Family always has been at the heart of Kopp Drug’s success throughout its 85-year history, and all signs point to that remaining the case for another 85 years. According to CFO Steven DeCriscio, whether it is retaining employees for the long haul or reacting to customers’ problems as if they were blood relatives themselves, the tight-knit atmosphere keeps Kopp Drug at the forefront of consumers’ minds throughout central Pennsylvania.
“From the top down, we are very service-oriented,” DeCriscio explains.
“We will go out of our way to do whatever it takes to help create good customer service.”
Founded in 1925, Kopp Drug is a full-service pharmacy and gift store with 10 locations throughout central Pennsylvania. Joseph Cohn founded the pharmacy in 1925 and his son, Morley A. Cohn, serves as the current owner and president of the company.

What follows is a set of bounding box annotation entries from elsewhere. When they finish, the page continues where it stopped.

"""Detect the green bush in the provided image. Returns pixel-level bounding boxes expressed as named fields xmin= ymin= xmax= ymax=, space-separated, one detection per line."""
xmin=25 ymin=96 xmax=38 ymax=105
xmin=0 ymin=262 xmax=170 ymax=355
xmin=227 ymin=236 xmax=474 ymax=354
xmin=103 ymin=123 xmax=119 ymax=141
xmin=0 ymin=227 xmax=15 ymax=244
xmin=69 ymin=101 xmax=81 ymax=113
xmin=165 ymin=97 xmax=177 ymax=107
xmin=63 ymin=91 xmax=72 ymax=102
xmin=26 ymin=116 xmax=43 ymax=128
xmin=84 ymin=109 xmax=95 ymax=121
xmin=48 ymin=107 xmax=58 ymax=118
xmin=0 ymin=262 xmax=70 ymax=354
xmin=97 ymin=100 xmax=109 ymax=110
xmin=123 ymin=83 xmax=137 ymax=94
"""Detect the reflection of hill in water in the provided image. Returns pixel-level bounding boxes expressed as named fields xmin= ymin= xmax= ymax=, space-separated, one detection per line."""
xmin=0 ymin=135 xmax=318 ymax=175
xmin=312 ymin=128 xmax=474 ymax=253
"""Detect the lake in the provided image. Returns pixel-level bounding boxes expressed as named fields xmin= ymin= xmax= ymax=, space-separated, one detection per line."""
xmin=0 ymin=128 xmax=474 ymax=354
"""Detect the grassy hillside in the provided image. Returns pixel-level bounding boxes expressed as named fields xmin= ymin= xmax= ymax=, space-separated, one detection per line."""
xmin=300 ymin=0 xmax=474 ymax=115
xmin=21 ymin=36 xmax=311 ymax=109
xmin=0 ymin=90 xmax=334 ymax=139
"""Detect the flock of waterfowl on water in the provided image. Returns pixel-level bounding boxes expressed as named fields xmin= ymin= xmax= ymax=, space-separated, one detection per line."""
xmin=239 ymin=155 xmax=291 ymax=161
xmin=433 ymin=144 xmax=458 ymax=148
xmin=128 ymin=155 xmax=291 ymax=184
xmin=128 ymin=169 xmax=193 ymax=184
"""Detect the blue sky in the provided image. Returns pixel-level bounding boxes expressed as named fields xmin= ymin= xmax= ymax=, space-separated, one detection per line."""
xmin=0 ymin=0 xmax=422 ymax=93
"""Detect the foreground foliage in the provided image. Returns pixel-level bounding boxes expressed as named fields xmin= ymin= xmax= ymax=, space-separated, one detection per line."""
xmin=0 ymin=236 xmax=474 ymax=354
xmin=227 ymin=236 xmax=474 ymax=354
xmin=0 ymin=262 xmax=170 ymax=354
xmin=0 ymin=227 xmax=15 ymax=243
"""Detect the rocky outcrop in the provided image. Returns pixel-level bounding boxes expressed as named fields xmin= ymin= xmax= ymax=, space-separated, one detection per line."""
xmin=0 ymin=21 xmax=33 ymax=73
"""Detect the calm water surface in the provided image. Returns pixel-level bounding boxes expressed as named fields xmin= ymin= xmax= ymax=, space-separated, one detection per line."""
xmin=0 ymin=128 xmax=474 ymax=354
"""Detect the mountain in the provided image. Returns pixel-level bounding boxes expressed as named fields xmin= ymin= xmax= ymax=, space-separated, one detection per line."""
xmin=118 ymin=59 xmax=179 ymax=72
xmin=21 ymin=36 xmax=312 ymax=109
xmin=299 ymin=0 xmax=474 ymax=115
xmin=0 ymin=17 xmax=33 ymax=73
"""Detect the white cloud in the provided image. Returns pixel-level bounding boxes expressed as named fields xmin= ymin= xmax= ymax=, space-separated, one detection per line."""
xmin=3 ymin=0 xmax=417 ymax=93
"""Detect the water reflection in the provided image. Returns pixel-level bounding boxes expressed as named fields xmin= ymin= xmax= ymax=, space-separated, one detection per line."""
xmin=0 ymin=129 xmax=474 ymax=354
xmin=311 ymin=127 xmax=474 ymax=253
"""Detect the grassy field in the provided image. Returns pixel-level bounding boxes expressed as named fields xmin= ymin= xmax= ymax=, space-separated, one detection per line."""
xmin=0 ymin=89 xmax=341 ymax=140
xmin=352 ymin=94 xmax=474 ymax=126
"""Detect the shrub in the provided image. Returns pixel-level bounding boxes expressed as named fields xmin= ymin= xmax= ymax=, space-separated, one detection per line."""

Along with its 10 storefront locations, the company also has an office and warehouse in Altoona, Pa., that occupies more than 11,700 square feet.
Service Above All Else
DeCriscio says Kopp Drug’s greatest asset, by far, is its loyal and attentive workforce, which provides unparalleled customer service larger competitors can’t deliver. He attributes this sense of pride in service to the family atmosphere that is pervasive throughout the organization, starting with the Cohn family, which is in the second and third generation of family ownership of the company.

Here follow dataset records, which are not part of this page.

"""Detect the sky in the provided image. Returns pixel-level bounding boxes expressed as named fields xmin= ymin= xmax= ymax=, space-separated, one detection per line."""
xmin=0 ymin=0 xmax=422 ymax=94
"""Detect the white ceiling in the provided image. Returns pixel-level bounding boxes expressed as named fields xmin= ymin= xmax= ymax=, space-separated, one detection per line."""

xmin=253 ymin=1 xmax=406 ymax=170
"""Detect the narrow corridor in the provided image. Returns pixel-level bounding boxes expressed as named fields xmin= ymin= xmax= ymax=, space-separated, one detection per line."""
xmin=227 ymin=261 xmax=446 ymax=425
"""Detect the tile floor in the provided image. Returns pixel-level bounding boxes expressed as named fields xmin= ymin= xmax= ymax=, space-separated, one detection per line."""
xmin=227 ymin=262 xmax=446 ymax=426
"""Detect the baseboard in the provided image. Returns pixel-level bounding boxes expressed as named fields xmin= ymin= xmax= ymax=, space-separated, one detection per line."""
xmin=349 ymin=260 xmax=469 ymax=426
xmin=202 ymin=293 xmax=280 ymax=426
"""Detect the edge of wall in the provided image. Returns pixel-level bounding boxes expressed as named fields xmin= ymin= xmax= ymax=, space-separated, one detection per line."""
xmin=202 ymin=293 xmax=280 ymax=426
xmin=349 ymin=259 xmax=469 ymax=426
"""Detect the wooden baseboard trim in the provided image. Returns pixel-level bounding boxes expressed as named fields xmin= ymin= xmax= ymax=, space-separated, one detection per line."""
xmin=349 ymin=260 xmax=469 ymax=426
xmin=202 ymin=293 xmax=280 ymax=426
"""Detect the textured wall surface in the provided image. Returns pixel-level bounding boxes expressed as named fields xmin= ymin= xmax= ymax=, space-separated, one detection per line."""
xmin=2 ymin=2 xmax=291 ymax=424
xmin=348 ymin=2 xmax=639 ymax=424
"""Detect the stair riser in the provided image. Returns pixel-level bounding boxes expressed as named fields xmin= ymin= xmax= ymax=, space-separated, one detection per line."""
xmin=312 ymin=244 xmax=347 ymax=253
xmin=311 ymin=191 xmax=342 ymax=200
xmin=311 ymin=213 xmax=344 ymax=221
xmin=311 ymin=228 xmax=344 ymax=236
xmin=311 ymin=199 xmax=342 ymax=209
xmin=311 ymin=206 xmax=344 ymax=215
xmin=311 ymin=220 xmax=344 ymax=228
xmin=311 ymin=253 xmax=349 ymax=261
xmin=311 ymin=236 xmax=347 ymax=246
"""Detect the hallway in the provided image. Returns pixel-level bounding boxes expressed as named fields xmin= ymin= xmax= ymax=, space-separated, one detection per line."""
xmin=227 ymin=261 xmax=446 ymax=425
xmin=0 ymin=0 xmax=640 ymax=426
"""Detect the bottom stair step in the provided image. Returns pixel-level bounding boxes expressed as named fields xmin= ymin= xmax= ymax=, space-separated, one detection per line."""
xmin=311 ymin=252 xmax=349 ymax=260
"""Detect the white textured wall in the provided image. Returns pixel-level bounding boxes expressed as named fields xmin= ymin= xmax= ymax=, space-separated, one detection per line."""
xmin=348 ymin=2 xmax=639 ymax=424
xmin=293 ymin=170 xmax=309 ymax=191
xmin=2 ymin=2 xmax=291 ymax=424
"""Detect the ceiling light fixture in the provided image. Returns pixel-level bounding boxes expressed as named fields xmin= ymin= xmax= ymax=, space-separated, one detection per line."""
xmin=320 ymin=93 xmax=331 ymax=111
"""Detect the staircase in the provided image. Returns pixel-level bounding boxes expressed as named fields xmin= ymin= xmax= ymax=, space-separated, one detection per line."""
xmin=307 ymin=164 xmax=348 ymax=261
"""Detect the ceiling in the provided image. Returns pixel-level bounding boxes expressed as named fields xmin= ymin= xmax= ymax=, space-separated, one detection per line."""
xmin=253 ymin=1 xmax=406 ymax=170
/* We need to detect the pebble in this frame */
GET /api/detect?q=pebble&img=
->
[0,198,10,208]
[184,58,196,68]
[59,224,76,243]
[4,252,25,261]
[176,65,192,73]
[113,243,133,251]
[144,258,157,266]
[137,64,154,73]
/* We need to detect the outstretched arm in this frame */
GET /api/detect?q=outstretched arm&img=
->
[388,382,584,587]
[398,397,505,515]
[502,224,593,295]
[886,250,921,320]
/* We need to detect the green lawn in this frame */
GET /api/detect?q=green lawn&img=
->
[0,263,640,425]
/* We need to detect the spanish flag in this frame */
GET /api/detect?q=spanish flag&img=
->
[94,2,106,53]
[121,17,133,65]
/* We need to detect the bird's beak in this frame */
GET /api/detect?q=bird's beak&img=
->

“They treat every customer like they’re a member of our family, and that comes from treating every employee like they’re a member of our family,” he says. “We look at all of our employees as one large extended family, most of which have been with us for a number of years.”

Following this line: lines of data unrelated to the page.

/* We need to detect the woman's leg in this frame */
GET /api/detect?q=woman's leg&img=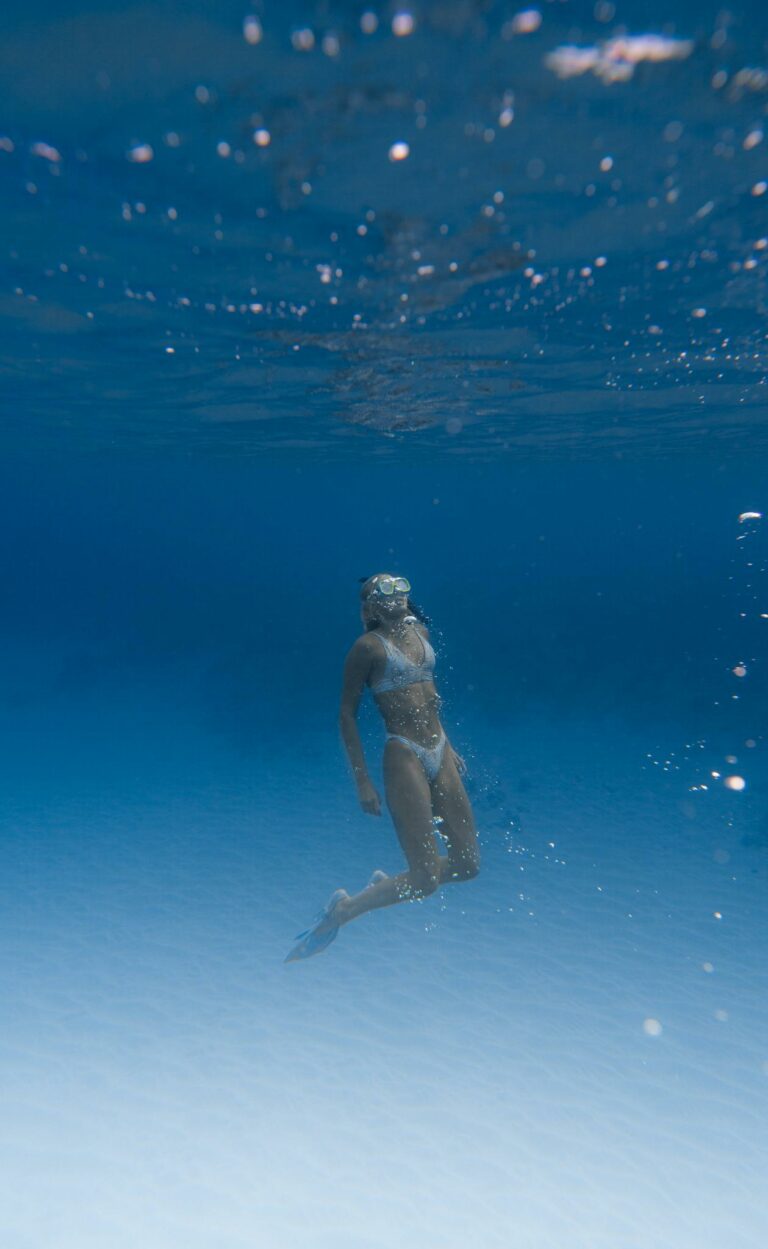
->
[332,741,442,924]
[432,748,480,884]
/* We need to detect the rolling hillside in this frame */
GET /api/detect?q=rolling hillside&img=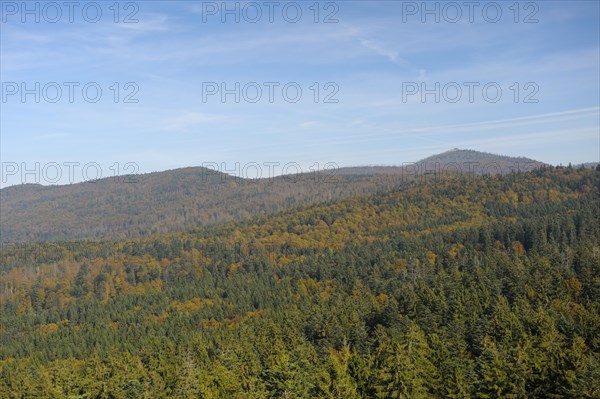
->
[0,150,543,242]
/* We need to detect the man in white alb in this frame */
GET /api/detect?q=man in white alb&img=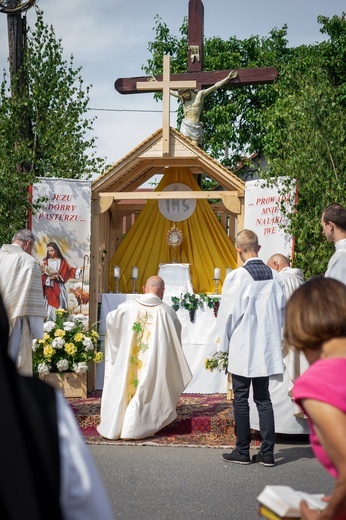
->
[97,276,192,439]
[321,204,346,284]
[0,229,46,375]
[250,253,309,435]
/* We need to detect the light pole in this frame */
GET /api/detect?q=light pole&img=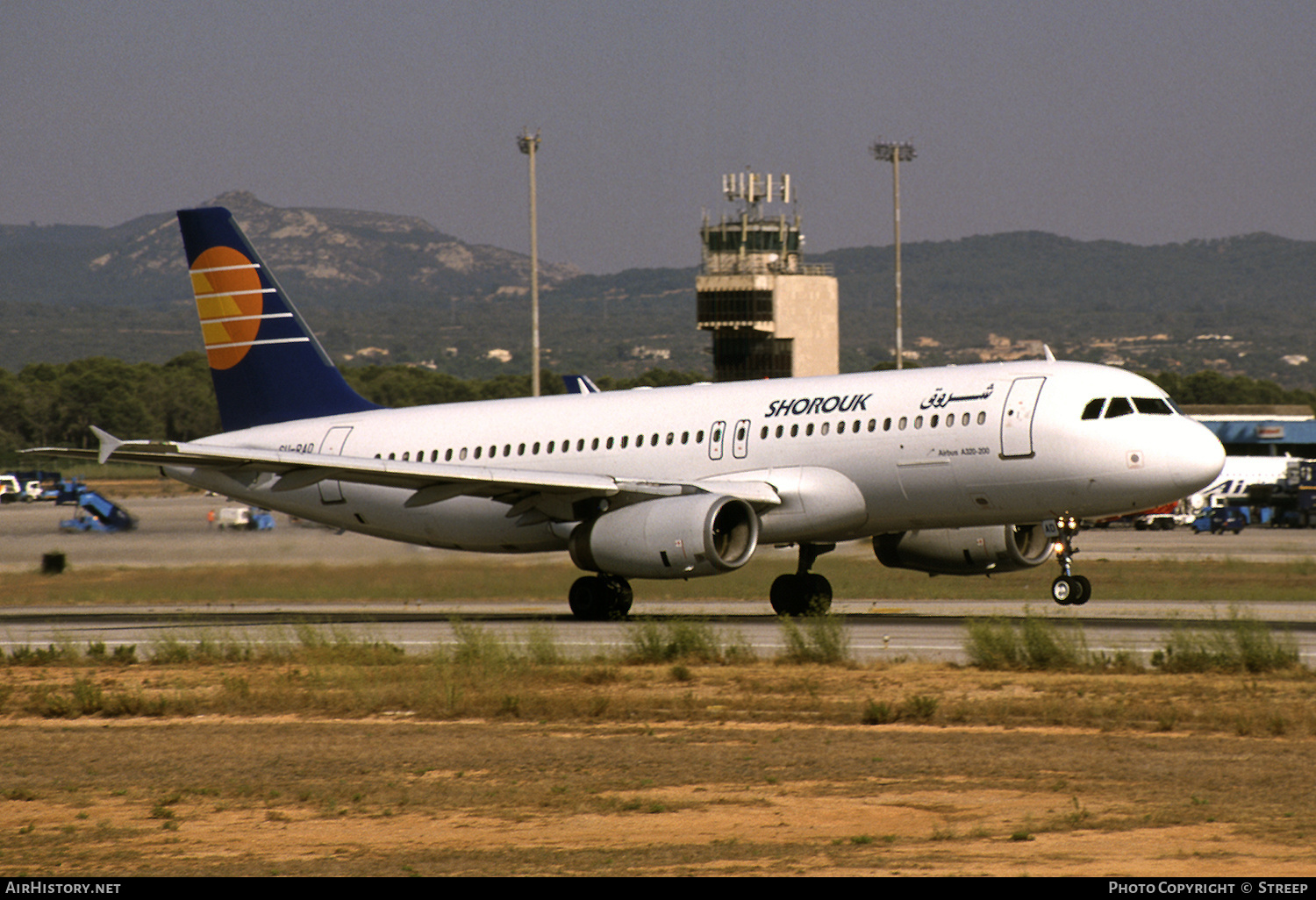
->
[516,129,540,397]
[871,141,913,368]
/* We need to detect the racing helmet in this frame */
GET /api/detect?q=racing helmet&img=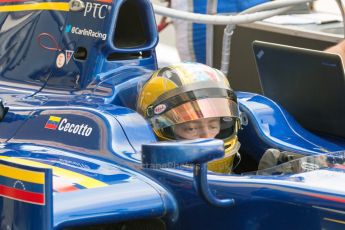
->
[137,63,240,173]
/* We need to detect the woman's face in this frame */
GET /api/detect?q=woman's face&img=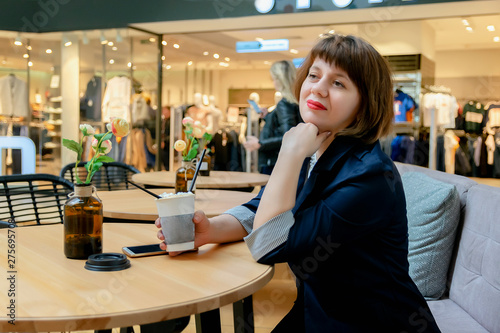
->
[299,58,361,134]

For example, Kopp Drug associates recently went the extra mile to ensure a customer had a prescription as soon as they needed it despite various hurdles in the process. A customer recently asked a doctor for a prescription, but the doctor initially called in the prescription to the wrong pharmacy. The patient contacted the doctor to send the prescription to the correct pharmacy, but the doctor did not follow up on this request. This prompted the customer to call a local Kopp Drug to explain the situation to a technician. The technician reached out to the doctor directly, who then gave the prescription to the pharmacy for the customer.
It is this level of customer service that, DeCriscio says, large pharmacies, grocery stores, mail-order houses and big-box retailers cannot approach.
“It still comes down to the fact that most of the people aren’t going to get the same customer service from these places that they get from us,” he adds.
What the competition can deliver oftentimes are value-added periphery services like gas programs, free antibiotics and loyalty rewards. Kopp Drug is looking into launching similar programs, starting with a gas initiative that would reward customer loyalty.
DeCriscio says Kopp Drug has looked into launching this program for about a year. If partnerships with local suppliers are shored up this year, he says the program could be launched as early as fall 2012.
Kopp Drug also plans to reinvent the front end of its locations by moving away from the “dust-able” gifts it currently stocks and into consumer goods to serve as more of a “general store,” as DeCriscio describes it. The company already has a $1 program within its locations and has added grocery items to its offerings, as well. But Kopp Drug intends to expand its inventory to better compete with supermarket chains in the region.
The company already has a basic loyalty program in place that has undergone many changes throughout Kopp Drug’s history. Currently, one initiative allows customers to opt for the generic version of many of the drugs available at Kopp for $11.99 for a 90-day supply. Another loyalty initiative offers large discounts on Kopp’s house brand of over-the-counter medications. Also, Kopp Drug runs a loyalty card program that gives customers 20 percent off its gift selections.
Kopp Drug also offers compounding services, which allows customers to have their medication compounded to their desire. According to Kopp Drug, compounding involves taking various medicine components and bringing them together in a form best suited to treat a particular patient or condition prescribed by a physician.
“Most patients can benefit from off-the-shelf medications,” the company states. “However, others would be best treated if medication could be delivered in a more customized form.”
Another 85 Years
With all the new initiatives and a commitment to remain a family owned and operated operation, DeCriscio says the end-goal is to keep Kopp Drug in business for at least another 85 years. No matter what its loyalty programs are and no matter how fierce the competition becomes, DeCriscio believes the only way that will happen is by ensuring customers and employees alike remain a part of the family.
“Our goal is to provide outstanding customer service to all of our loyal customers and to continue providing a great work environment for our employees,” DeCriscio says.